I'm from Bangor, but don't know if it's me being like this but I got the niggly feeling I will be the baby of the group lol


----------



## mistymorning2 (May 29, 2011)

I'm from Ballymena 
great to see an interest in Northern Ireland Ladies 
looking forward to that .


----------



## tammie52 (Feb 14, 2011)

sounds like a fab idea, count me in im in the middle of belfast, ten mins from city centre, 
ive also met up with a few other ladies from all over ENGLAND/SCOTLAND, back in april, we met up in york and had a brill 3 days together, we are doin it again come oct but this time we are goin to edinburgh for 3 days. 
tammie


----------



## heathert54 (Sep 15, 2011)

you never know, but it could be me. That we will have to wait see when we do get together. lol


----------



## berto (Aug 15, 2011)

ok ladies, after looking at where we are all from Junction 1 shopping outlet place seems fairly central. How about some day next week except Tues or Wed, meeting in Costa Coffee at 11.30am? So, Mon 2nd, Thurs 5th or Fri 6th July. Which ever day suits the majority of people is the day we'll go with.Looking forward to an enjoyable time together eating buns and knitting/crocheting and chatting!!! x


----------



## Laura61 (May 5, 2011)

Any of those days suit me, look forward to meeting everyone.


----------



## bubblelicious (May 22, 2012)

Where is that exactly


----------



## berto (Aug 15, 2011)

Antrim, dead easy to get to from everywhere.


----------



## berto (Aug 15, 2011)

anyone interested in meeting up next week? If Junction1 doesn't suit, please suggest another location that is central for us all. x


----------



## Laura61 (May 5, 2011)

Yes I am interested in meeting up next week, and junction one suits me fine. Can kids come too?
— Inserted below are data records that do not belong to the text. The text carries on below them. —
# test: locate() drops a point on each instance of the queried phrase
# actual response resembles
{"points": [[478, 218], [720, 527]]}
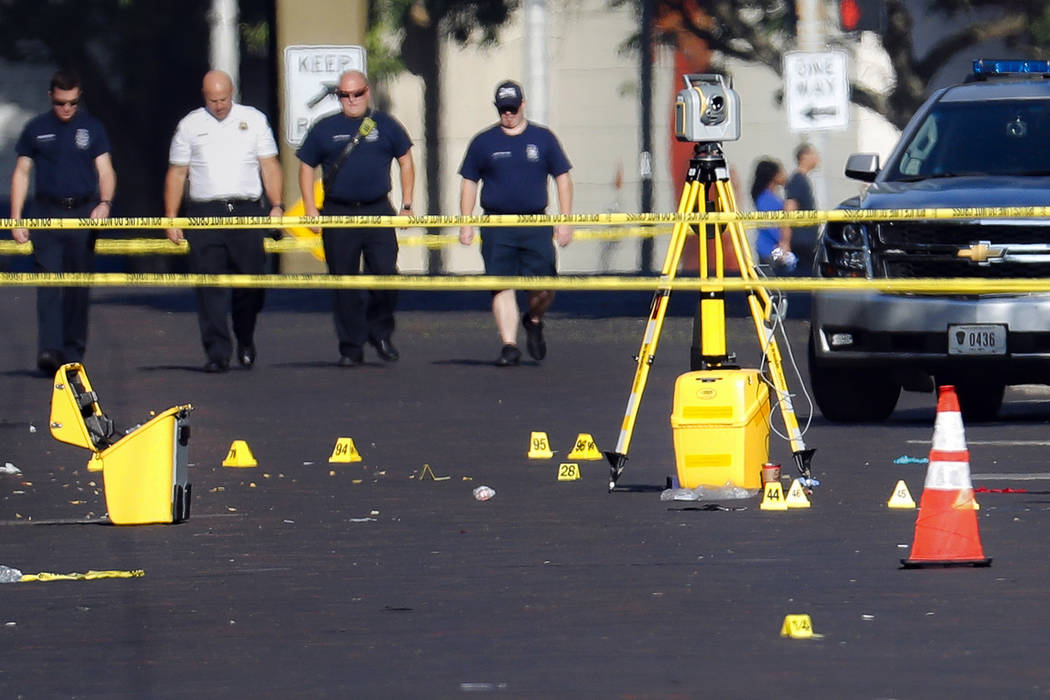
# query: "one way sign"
{"points": [[816, 90]]}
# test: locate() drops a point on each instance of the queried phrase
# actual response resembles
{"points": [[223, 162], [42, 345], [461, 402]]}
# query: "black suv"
{"points": [[984, 143]]}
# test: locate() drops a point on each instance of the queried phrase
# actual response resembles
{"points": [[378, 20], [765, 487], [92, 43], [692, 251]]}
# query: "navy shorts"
{"points": [[519, 251]]}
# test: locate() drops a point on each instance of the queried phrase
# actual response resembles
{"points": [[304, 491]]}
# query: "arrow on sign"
{"points": [[814, 112]]}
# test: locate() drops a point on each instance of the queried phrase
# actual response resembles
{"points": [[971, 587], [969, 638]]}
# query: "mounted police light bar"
{"points": [[988, 67]]}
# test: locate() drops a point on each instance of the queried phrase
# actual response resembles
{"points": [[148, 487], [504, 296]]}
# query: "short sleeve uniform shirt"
{"points": [[223, 155], [513, 169], [63, 153], [364, 175]]}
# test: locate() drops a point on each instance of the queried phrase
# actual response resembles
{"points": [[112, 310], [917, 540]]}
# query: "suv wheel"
{"points": [[980, 401], [853, 395]]}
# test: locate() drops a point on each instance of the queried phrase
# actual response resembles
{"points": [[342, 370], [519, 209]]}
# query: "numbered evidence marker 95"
{"points": [[539, 446]]}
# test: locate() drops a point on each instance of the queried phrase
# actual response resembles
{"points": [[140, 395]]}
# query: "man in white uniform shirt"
{"points": [[228, 153]]}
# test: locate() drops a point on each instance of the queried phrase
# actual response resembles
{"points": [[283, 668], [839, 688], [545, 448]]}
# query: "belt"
{"points": [[65, 203], [352, 203], [229, 204]]}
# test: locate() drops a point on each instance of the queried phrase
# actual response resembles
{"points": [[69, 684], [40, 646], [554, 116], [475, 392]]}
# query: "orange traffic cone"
{"points": [[946, 527]]}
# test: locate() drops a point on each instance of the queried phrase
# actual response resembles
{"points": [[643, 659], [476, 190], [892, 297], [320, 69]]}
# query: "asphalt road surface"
{"points": [[300, 578]]}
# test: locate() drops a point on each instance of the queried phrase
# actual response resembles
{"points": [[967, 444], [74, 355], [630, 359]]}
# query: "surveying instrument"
{"points": [[707, 112]]}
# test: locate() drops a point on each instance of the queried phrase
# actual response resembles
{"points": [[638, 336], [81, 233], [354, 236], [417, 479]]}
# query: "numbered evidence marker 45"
{"points": [[344, 450]]}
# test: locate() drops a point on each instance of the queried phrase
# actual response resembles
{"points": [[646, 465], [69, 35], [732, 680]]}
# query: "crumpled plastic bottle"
{"points": [[784, 260], [701, 492], [9, 575]]}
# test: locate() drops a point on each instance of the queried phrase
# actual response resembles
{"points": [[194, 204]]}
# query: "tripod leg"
{"points": [[761, 309], [617, 459]]}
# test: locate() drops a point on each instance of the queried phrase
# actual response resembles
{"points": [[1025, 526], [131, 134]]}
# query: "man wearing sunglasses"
{"points": [[512, 160], [75, 178], [228, 153], [355, 148]]}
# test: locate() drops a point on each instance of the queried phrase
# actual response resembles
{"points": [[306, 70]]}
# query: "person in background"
{"points": [[355, 148], [228, 153], [772, 244], [798, 196], [75, 178], [512, 161]]}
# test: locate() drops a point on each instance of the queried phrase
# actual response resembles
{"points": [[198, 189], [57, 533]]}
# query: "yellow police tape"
{"points": [[289, 245], [780, 217], [90, 575], [565, 282]]}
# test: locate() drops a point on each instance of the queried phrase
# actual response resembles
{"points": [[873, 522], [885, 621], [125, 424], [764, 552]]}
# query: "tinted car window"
{"points": [[1002, 138]]}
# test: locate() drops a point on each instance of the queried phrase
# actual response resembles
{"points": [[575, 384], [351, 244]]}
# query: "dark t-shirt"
{"points": [[513, 169], [63, 153], [365, 173], [799, 189]]}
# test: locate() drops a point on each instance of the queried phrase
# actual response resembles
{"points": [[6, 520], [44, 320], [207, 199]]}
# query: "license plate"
{"points": [[977, 339]]}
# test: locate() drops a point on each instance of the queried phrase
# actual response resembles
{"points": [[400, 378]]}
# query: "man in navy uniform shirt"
{"points": [[512, 161], [75, 178], [355, 156]]}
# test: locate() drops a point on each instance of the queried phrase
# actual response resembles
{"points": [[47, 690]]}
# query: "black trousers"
{"points": [[62, 311], [226, 251], [361, 314]]}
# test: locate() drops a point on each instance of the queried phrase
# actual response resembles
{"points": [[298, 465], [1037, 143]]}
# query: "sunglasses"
{"points": [[345, 94]]}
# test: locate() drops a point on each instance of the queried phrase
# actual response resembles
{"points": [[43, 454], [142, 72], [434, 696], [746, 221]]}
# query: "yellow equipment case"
{"points": [[144, 470], [720, 423]]}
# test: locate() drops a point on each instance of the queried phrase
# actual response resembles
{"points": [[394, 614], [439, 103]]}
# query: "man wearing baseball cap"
{"points": [[511, 161]]}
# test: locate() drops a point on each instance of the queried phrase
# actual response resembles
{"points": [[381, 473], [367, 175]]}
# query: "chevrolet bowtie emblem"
{"points": [[982, 252]]}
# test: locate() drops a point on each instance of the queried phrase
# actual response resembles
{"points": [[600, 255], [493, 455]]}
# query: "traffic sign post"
{"points": [[816, 90], [311, 75]]}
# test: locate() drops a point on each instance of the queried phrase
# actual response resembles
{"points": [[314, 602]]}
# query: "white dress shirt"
{"points": [[223, 156]]}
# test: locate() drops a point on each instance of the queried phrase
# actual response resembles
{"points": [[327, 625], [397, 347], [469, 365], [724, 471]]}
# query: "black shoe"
{"points": [[508, 356], [385, 349], [349, 361], [216, 366], [246, 356], [533, 338], [49, 361]]}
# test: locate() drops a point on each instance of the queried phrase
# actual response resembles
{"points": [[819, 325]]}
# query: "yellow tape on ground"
{"points": [[780, 217], [312, 242], [484, 282], [90, 575]]}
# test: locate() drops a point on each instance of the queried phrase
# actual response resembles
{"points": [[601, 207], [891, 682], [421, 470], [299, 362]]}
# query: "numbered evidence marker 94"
{"points": [[568, 471], [344, 451]]}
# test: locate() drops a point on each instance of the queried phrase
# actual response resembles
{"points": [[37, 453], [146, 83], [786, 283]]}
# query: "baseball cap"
{"points": [[508, 94]]}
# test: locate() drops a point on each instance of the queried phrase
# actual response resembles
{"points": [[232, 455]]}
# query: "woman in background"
{"points": [[772, 244]]}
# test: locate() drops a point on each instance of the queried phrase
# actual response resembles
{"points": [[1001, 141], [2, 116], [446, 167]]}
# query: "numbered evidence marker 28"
{"points": [[568, 471]]}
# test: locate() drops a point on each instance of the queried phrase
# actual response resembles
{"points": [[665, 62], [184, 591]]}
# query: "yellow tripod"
{"points": [[709, 174]]}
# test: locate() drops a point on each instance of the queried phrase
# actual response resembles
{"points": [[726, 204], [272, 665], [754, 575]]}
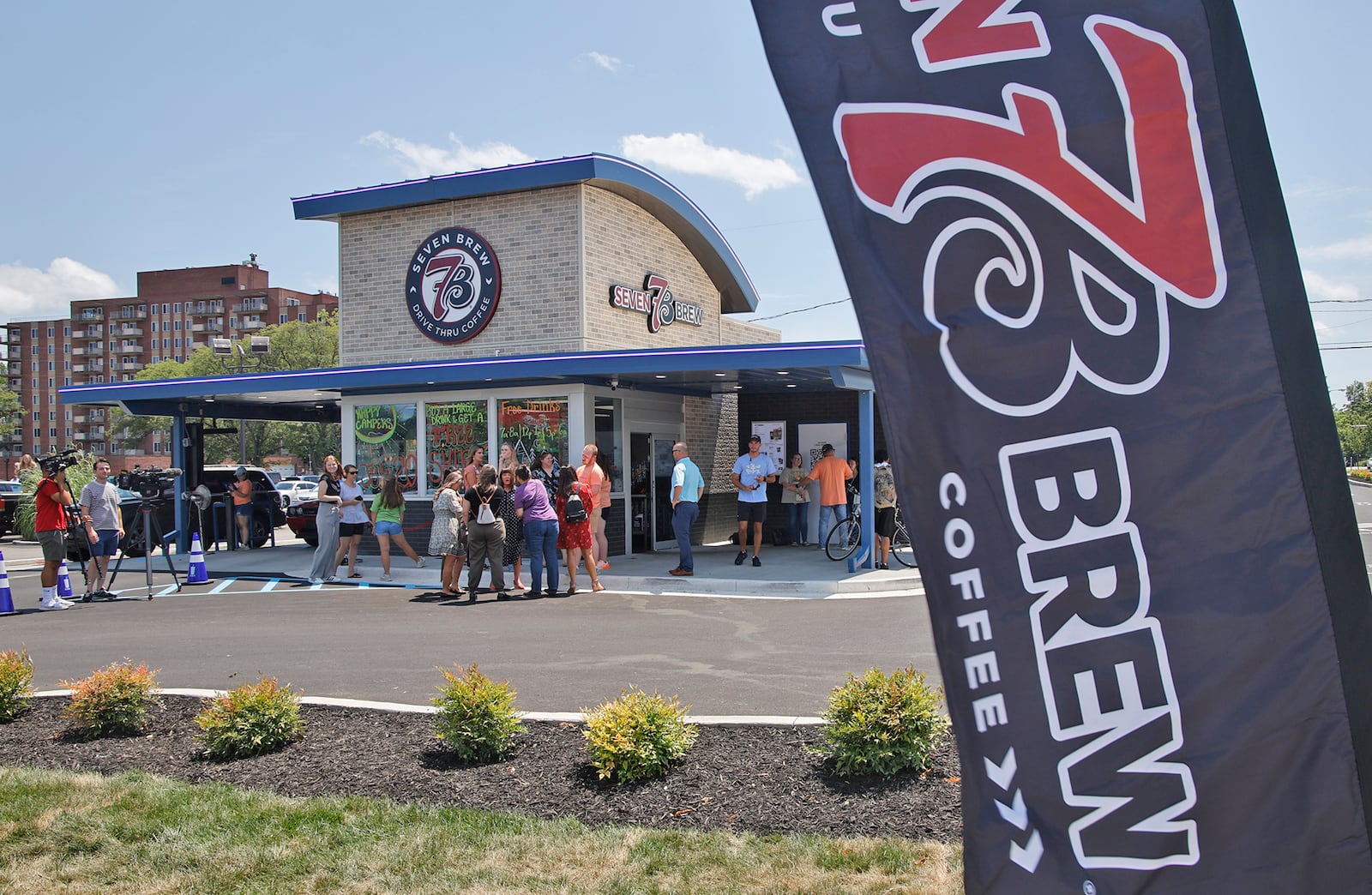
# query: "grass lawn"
{"points": [[143, 833]]}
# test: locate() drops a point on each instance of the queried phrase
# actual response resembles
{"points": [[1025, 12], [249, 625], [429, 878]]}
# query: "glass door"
{"points": [[651, 492]]}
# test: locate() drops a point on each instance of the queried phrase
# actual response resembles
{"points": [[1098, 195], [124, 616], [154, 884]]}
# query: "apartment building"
{"points": [[110, 339]]}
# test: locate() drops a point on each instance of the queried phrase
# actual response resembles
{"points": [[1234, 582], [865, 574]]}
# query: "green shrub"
{"points": [[15, 680], [637, 736], [477, 716], [882, 725], [253, 719], [114, 699]]}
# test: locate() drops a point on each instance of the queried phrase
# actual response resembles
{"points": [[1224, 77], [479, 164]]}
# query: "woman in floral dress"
{"points": [[446, 536], [575, 537], [514, 529]]}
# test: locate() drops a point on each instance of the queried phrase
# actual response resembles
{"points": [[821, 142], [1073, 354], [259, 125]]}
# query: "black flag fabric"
{"points": [[1099, 383]]}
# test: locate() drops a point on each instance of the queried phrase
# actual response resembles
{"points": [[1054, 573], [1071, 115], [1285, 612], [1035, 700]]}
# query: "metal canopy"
{"points": [[316, 394]]}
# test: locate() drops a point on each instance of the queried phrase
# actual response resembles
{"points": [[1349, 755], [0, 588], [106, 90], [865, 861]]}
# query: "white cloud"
{"points": [[689, 154], [1356, 248], [33, 294], [1321, 287], [420, 159], [610, 63]]}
I don't have any young ones but I am asking incase anyone else does have kids and the summer holidays will have started, hard to believe looking at the weather


----------



## berto (Aug 15, 2011)

Of course the darlings can come along!! My 3, aged 14, 12 and 9 will be there and will welcome some new friends as its not cool to like your sisters!!! 
See you all soon!! x


----------



## bubblelicious (May 22, 2012)

I won't be able to make this week, I'm guessing as all of you have heard at some point about the Ulster bank, it has left me completely ******* up (use imagination It will cost me a bit extra in fuel to come up towards Ballymena, so next time  have fun!


----------



## berto (Aug 15, 2011)

well if it would suit you any better we can come closer to you? I have to drive from Fermanagh, so anywhere is a possibility! Not many have replied, so we can cater for those that have. Let me know what y'll think!! x


----------



## Laura61 (May 5, 2011)

Hi everyone, I agree with Berto the meeting place can be changed to accommodate more people, we could meet in Ikea in Belfast for example. Everyone seemed enthusiastic but now they seem to have gone cold, I do hope more people join in, it will be fun, come on ladies.


----------



## JoannaH (Jul 3, 2012)

Hi all and thanks to Laura61 for the heads up. I am in Belfast and will soon be starting up a knitting group, very close to Connswater shopping centre. It will be on a saturday morning and a week night yet to be decided. Let me know if you are interested! thanks


----------



## berto (Aug 15, 2011)

so, what about a meet up soon in maybe IKEA?


----------



## Laura61 (May 5, 2011)

I'm willing anytime and any place Berto.


----------



## berto (Aug 15, 2011)

ok, so me and laura are prepared to travel from Fivemiletown and Ballygawley to anywhere to meetup. Is there any1 else interested or will we leave it for now and go local??? I am ready, willing and able to travel to Belfast,L'derry, Bangor, Antrim. I'm now leaving it up to the people who indicated they were interested to reply as I am not chasing people nor am I going to drive round the country if it isn't necessary.
Chat soon. x


----------



## Laura61 (May 5, 2011)

I couldn't agree more Berto.


----------



## bubblelicious (May 22, 2012)

Ikea would be spot on for me if it suits everybody else


----------



## berto (Aug 15, 2011)

great! Anyone else interested? what time of the day and which day suits you best?


----------



## bubblelicious (May 22, 2012)

Any day any time more or less if it can be before the 22nd my mot runs out got to love life throwing obstacles at you but got it booked on the 26tH


----------



## mistymorning2 (May 29, 2011)

Sorry for not answering sooner ! 
Big draw back i have i don't drive


----------



## berto (Aug 15, 2011)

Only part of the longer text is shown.